Even in the world beyond the rainforest, such an experience is familiar, even commonplace. In a global society, we interact freely with people from all sorts of different cultures, backgrounds, and outlooks. These connections can give rise to tension, confusion, and even conflict. Language barriers can be frustrating enough. Add on difficulties in understanding each other’s most basic perspectives, and it becomes tempting to think that we are doomed to live in Babel, where our differences can only divide us and make it impossible to achieve our goals.
Yet a rainforest does not thrive in spite of its diversity, but as a result of it. The confluence of a myriad different inhabitants, each with their own way of existing as part of the wider world and interacting with it, is what truly brings a rainforest to life and keeps it healthy and functioning. This treetop Babel is not a curse, but a state of joyous celebration. Cross-pollination, and interactions between even the most disparate creatures, serve to strengthen the life of the forest as a whole, and those who live within it.

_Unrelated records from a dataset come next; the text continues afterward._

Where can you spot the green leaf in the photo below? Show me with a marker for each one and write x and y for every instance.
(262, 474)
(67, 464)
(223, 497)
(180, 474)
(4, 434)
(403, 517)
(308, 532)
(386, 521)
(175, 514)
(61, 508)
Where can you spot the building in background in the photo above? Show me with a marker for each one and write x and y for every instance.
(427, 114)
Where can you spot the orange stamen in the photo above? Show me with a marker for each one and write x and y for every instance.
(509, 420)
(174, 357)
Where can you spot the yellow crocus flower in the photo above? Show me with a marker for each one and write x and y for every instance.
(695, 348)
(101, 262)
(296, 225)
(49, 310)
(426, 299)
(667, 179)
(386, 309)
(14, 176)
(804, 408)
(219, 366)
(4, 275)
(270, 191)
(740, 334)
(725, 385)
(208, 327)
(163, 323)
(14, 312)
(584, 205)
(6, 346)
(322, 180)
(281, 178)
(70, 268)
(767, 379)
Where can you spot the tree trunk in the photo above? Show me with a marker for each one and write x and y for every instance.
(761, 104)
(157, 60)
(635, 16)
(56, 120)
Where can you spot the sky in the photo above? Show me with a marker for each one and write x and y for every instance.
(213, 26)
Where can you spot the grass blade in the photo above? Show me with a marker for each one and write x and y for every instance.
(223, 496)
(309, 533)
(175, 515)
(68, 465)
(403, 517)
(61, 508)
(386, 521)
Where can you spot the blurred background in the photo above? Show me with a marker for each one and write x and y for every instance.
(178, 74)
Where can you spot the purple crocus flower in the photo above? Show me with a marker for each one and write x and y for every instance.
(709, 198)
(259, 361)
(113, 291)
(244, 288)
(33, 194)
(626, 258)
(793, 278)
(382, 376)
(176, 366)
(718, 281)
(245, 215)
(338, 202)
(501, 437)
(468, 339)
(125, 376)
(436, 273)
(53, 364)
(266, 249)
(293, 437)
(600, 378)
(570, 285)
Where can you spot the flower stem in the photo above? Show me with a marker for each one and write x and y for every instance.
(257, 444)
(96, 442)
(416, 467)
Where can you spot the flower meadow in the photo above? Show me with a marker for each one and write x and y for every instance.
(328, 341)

No one person can hope to understand the whole world, just as no single perspective can or should be the definitive approach to life. Rather than detracting from the value of each outlook and mode of living, this makes every individual and experience more valuable in its contribution to an ever-richer and more holistic understanding of existence. Our existence in Babel is thus less a curse, and more a cause for celebration of the rich diversity of our cultures and outlooks.
To start off our celebration, we will be featuring pieces that result from that particular kind of cross-pollination we call ‘translation’. Some of these are the culmination of conversations between not only the author and the translator, but the author with a team of translators. One such work is the English-to-Myanmar translation of renowned Singapore writer and playwright Alfian Sa’at’s short story The Hole, which was translated by no less than ten accomplished translators under the guidance of leading Myanmar translator Moe Thet Han. Another such work is the Chinese-to-English translation of Lee Hui Min’s essay Growing Up In Babel, translated by five young people as part of The Select Centre’s Mentorship Programme. The essay itself highlights how everyday acts of translation can enrich our lives.
We are also delighted to feature a piece of great significance to the Chinese community in Singapore: Little Sparrow Found a Twig, a classic xinyao song by Dr Liang Wern Fook. It was banned from broadcast for 23 years after its release in 1990 for its inclusion of one line in Cantonese alongside the rest of the Mandarin lyrics. On being un-banned, the song was broadcast simultaneously by Singapore’s three largest Chinese-language radio stations. It is a great joy to be able to share in the transmission of this work, newly translated into English by Tina Sim.
We hope you will enjoy this celebration of the diverse world we all share.
Margaret Devadason is the Associate Editor of Canopy. A Singaporean of mixed descent, she is currently pursuing a degree in Linguistics and Multilingual Studies with a minor in Creative Writing at Nanyang Technological University.